What happened in that game was a human error and human error cannot be removed. There have been instances in the game where even the third umpire have made mistakes. What would you do then? Implement AI (artificial intelligence) to check no balls?
And If You think BCCI should take this matter seriously please suggest how can this be changed?


#7

See it was quite heartbreaking that the last ball of that game was illegal and human errors like these do change the face of the match but its practically impossible to implement technology in checking all the balls of the match because it will just take out all the pace of the match which is actually the USP of T20 format…Though umpires need to be more careful and warning should be given to erring umpires but I guess we just have to accept the human error being a part of the game which is played by ‘humans’…!


#8

Something as stupid as checking every ball of the game would not just take the flair away from this beautiful sport but also make it completely boring. What happened in the match cannot just be certified as ‘Human error’. That is indeed negligence. If he was in a dilemma he had every opportunity to confirm and go upstairs to be sure.

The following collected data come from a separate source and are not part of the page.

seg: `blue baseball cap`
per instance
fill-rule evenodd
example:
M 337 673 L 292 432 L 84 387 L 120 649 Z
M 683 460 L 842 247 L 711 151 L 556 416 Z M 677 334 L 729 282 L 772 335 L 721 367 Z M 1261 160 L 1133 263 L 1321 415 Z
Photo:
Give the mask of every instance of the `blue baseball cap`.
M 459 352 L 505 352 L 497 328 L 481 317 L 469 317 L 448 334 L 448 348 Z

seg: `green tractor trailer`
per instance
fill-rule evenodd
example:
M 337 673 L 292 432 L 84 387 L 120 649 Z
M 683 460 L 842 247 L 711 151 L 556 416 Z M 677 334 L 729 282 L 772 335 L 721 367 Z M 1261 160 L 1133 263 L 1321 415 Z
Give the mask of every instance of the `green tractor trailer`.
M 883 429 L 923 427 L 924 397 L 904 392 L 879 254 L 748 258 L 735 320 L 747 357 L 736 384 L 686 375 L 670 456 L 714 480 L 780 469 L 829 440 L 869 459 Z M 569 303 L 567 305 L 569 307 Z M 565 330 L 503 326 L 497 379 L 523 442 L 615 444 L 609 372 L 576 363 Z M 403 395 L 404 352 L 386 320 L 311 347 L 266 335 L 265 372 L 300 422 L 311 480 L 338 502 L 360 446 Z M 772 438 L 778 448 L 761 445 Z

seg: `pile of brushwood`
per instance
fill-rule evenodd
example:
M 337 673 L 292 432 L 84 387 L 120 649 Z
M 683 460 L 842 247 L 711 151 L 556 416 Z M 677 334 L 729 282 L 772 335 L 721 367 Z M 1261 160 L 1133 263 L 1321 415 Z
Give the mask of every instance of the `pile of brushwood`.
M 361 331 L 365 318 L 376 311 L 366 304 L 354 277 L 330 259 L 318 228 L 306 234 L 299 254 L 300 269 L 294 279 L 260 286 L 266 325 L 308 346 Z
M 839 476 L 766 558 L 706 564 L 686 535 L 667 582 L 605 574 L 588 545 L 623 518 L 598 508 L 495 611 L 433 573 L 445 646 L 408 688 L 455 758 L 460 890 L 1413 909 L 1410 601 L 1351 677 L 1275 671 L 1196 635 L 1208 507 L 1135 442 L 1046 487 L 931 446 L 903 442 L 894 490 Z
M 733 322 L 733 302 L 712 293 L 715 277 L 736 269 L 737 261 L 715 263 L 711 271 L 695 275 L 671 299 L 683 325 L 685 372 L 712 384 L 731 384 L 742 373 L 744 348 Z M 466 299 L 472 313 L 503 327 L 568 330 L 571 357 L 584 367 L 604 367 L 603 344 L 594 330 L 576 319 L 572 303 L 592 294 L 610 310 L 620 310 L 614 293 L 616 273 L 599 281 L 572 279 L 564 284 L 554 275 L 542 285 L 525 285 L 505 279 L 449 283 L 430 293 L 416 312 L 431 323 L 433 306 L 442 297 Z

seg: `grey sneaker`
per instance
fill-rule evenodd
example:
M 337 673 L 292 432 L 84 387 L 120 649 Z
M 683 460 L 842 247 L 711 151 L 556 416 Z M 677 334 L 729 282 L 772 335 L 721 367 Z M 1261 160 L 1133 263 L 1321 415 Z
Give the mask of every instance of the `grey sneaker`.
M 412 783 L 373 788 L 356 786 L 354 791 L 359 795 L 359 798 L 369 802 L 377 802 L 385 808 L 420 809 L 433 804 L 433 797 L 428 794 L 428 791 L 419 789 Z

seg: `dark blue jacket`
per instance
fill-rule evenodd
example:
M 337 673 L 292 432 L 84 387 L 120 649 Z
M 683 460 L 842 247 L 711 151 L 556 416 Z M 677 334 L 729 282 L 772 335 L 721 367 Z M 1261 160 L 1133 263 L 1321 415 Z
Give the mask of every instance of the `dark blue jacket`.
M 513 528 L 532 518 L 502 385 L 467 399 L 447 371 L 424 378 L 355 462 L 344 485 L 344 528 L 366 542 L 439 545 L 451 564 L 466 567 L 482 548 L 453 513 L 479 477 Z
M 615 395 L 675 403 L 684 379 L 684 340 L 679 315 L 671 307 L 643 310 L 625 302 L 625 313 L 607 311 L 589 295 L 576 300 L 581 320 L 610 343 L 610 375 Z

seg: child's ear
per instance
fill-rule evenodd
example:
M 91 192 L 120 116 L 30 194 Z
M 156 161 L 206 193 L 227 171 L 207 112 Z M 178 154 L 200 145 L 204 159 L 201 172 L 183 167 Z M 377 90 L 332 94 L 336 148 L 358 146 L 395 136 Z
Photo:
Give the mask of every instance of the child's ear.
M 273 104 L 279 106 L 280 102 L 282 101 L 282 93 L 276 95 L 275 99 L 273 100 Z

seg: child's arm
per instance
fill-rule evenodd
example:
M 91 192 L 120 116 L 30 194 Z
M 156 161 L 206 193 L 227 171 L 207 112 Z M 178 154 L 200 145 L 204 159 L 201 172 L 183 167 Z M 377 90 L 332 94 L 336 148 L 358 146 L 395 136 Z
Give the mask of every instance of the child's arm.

We’ve already seen errors by technology too doesn’t mean we blindly rely on them. I’m no expert to suggest BCCI what changes can be brought or what technology can be used to rectify this error. But, as fans we find it disheartening and there arouses the question ‘Was their any fixing’?


#9

It is said, on an average Fast Bowlers take 5-6 min to bowl an Over. Whereas, Spinners take 4 - 5 avg min to bowl an over.

So, if we go by these numbers and your average of 20 secs to review a ball, then we do not need to set aside extra time to review each and every ball. As per Faf Du Plesis tweet, every ball can be reviewed in the background and a no ball communicated to Umpire through ear piece.

Faf-du-Plessis-Tweet

I am not fully in favor of the increase in use of technology in games where we have stopped enjoying the game with its flaws and imperfections. But I feel when technology is already widely used to review most of the game then why leave just few aspects to sole human judgement? Just a perspective to ponder upon and ensure a game’s outcome is fair and square. :slightly_smiling_face:


#10

You can’t do anything about it. It is not possible to check every ball whether that is a no ball. It will take a lot of time. Moreover, it will impact the flow of the game. It is an impractical idea that cannot be executed. Yes, if the on-field umpires feel the same and want to confirm, that sounds ok. But the whole idea is based on the fact that the field umpires didn’t realize that it was a no ball! Even if the batting team feels that the bowler has delivered a no ball, they can ask for a check. This also sounds like a horrible idea to me, honestly. Who will concentrate on the bowler’s position and fielder placements? That’s not their job!


#11

I am of the opinion of that if there is help is available it should be availed. We have cameras already there, we have 3rd umpire already there. Why not take advantage of it?

While romantics would like to have unpredictability, factor of drama etc to remain. It adds to the overall experience of sports. This kind of incidents add romance to sports. Remeber, Hand of God of Maradona, Eddie Futch not allowed Frazier to continue, In ICC WC 1992, Aus defeated India by 1 run and India was out of WC while on Six of Sachin was given as Four. All such incidents add to aura and legacy and let fans discuss it for decades.


#13

After thinking a bit about this, I would say the use of technology for no-balls has both ups and downs. Not using tech and giving wrong decision many time results in a team losing a critical match rendering their efforts null. But again checking each and every delivery will take up too much time resulting in the loss of entertainment. So, I personally think that the current criteria are as good as it can be i.e, checking only the suspicious deliveries using technology while leaving others for field umpire’s decision.